Looking at the
Adobe system requirements for Lightroom Classic, for optimal performance you’ll what to aim for the Recommended level, not the Minimum level. That’s definitely possible with a new MacBook Pro.
The base 16" MacBook Pro ($2399) should run Lightroom Classic well as is; adding a few hundred dollars worth of upgrades might keep it current for longer. But the one thing that is not necessary is to max it out; that would be overkill for Lightroom Classic. If portability is more important than top performance, you might consider the 13". (Don’t get a 15", because the 2019 16" fixes a lot of what people complained about with the 2016–2019 15".)
If you want more details…
CPU: The 6 cores in the 16" base model CPU are already approaching the limit of how many cores Lightroom Classic can use productively, so there isn’t much need to upgrade the CPU unless your budget is generous. If you are looking at the 13", get a 2.4GHz CPU, not a 1.7GHz.
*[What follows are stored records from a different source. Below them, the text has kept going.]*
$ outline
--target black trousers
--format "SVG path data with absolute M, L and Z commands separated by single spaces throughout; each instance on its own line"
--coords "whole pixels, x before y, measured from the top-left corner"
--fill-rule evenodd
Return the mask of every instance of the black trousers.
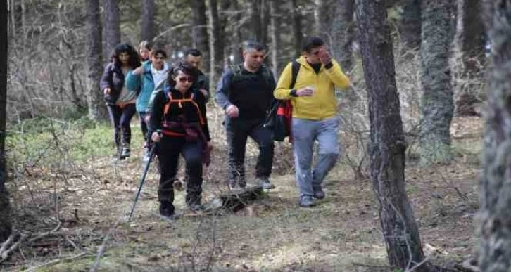
M 245 153 L 250 136 L 259 146 L 259 156 L 255 165 L 256 178 L 268 178 L 273 164 L 273 140 L 272 132 L 265 128 L 264 119 L 227 118 L 225 128 L 229 145 L 229 182 L 246 184 L 245 180 Z
M 160 186 L 158 198 L 160 202 L 174 201 L 174 180 L 177 173 L 179 155 L 186 162 L 187 204 L 201 204 L 202 193 L 202 153 L 204 143 L 187 143 L 184 137 L 162 137 L 156 147 L 160 162 Z
M 110 122 L 113 127 L 113 140 L 115 147 L 130 148 L 132 141 L 132 129 L 130 123 L 137 110 L 135 104 L 127 104 L 121 108 L 118 105 L 107 105 Z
RAM: Lightroom Classic performs best with 12GB RAM or more, and the Mac system needs a few GB too, so 16GB RAM is the practical starting point. If you want to edit or merge large images, or run other memory-hungry applications at the same time such as Photoshop, get 32GB RAM instead which is only possible on the 16". There is no need to get 64GB RAM for the 16" unless you have a good reason other than Lightroom Classic.
Storage: Mac internal storage is so expensive in part because they use very fast storage chips which are several times faster than an SSD in a 2013 MacBook Pro. Get an amount of internal storage you can reasonably afford (mine has 1TB), making sure to allow for plenty of free space for caches, previews, etc. Then consider putting your main photo storage on a compact but fast external SSD such as a Samsung T5. I'd like to move my 100,000+ photos from hard drives to a single 4TB external SSD, but external SSDs of that size aren’t common. So I’m thinking about buying a 4TB internal SSD like those by
Samsung or
SanDisk, and putting it into a very portable
USB 3.1 Gen 2 enclosure for speedy access from a MacBook Pro. But for now I’ve decided to wait for the street price of a 4TB SSD to come down from the current $450.
Graphics: The discrete graphics in the base 16" MacBook Pro can provide Lightroom Classic with much better GPU acceleration than the integrated graphics in any of the 13" models. For just Lightroom Classic, the graphics in the base 16" model are fine, especially if you are not plugging in external displays. Some power users say the $200 upgrade to 8GB of graphics RAM is worth it. But remember that in Lightroom Classic, only the Develop module uses graphics acceleration…everything else depends on CPU performance.
I moved from a 2011 15" MacBook Pro (i7 CPU) to a 2018 13" MacBook Pro (i5 CPU). On paper, the new one looks worse: Lower CPU level, no discrete graphics, same amount of RAM (16GB). But CPUs advanced so much in 7 years that the 2018 13" soundly beats the 2011 15" in Lightroom Classic performance, with better battery life, and a lot less fan noise.